大坂選手曰(いわ)く、「彼は非常にいい人で、ポジティブで陽気。私は落ち込むことが多いので(相性がいい)」と説明したが、ひょうひょうと見える彼女も、実はネガティブ思考で悩むことも多いらしい。
バイン氏は、インタビューで、「彼女は完璧主義で、自分自身に厳しすぎるところがあるから僕は真逆でいなければならない。だから『大丈夫。地球は丸くて、草は青いさ、すべてうまくいく』って言うんだ」と語っている。「最初はもっと内にこもり、控えめだった」という大坂選手を徹底的にリラックスさせ、その殻から出てくるように導き、ムードメーカーとして励まし続けた。
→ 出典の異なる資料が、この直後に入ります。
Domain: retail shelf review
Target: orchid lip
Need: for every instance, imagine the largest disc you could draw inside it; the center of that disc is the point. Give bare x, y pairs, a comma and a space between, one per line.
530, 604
その様子は試合中の2人のやり取りを映したこの動画からもうかがえる。自信をなくし、涙を流す彼女に、「できるよ」「深呼吸して」「みんなわかってる。君はできるんだよ」と優しく、暗示をかけるように粘り強く励まし続ける。
「オーバーコーチング」をしないことが重要
彼は「誰かが、選手にどちらの道を行けと指示するのではなく、選手が自分で道を見つけられるほうが価値がある。だから僕はある程度、選択肢を狭めておいて、最終的には、つねに彼女が自分で決断をできるだけの余地を残しておくことが大切だ」と述べている。
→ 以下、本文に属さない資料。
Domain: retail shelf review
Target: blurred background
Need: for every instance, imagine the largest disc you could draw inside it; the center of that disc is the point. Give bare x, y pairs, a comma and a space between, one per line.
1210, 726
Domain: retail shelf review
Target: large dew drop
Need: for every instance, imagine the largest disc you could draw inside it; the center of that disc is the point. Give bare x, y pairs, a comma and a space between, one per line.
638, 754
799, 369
つまり「オーバーコーチング」をしないということが重要だというのだ。
スポーツの世界でカギとなるのはもちろん選手の実力だが、それと同等、時にそれ以上、重要なのがコーチや指導者の「コミュ力」である。指導者のコミュ力と選手の実績とは絶対に「正比例」する。青山学院大学の駅伝チームの原晋監督やワールドカップでの大躍進を導いた元ラグビー日本代表監督エディ・ジョーンズ氏(参考記事「青学・原監督の『コミュ力』は何がスゴいのか」)などはまさに、バインコーチ同様、選手との対話を重視し、自ら考えさせ、選び取らせるスタイルで成功を収めた。
ひるがえって、日本ではまだまだ、コーチが一方的に怒鳴りつけ、根性主義で、「教え込もう」とする指導も健在だ。選手を殴りつける、恫喝するなど、ゲスの極みのような慣行も存在する。
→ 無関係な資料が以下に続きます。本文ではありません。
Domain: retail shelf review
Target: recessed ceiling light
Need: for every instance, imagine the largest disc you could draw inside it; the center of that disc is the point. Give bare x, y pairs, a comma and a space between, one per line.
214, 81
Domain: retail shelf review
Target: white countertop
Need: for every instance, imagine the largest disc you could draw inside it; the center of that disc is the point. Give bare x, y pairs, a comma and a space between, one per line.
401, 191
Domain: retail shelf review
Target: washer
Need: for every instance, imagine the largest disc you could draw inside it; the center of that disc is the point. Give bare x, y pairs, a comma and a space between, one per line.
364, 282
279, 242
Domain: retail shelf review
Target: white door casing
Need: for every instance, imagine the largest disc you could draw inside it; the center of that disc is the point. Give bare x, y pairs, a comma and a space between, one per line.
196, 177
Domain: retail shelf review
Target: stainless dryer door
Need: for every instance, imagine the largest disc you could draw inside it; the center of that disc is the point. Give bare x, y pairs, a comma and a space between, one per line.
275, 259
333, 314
大坂選手の優勝に、2020年の東京五輪の「顔」が見つかったと安堵する関係者も多いかもしれないが、彼女のこの偉業に、日本のスポーツ界や関係者の功績といえるものはそれほどないだろう。
次々と露呈するパワハラ体質を抜本的に改め、徹底的に指導者のコミュニケーション力を鍛えることが急務だ。大坂選手の快挙は大いにたたえつつも、浮かれている余裕など、日本のスポーツ界にはこれっぽっちもないのである。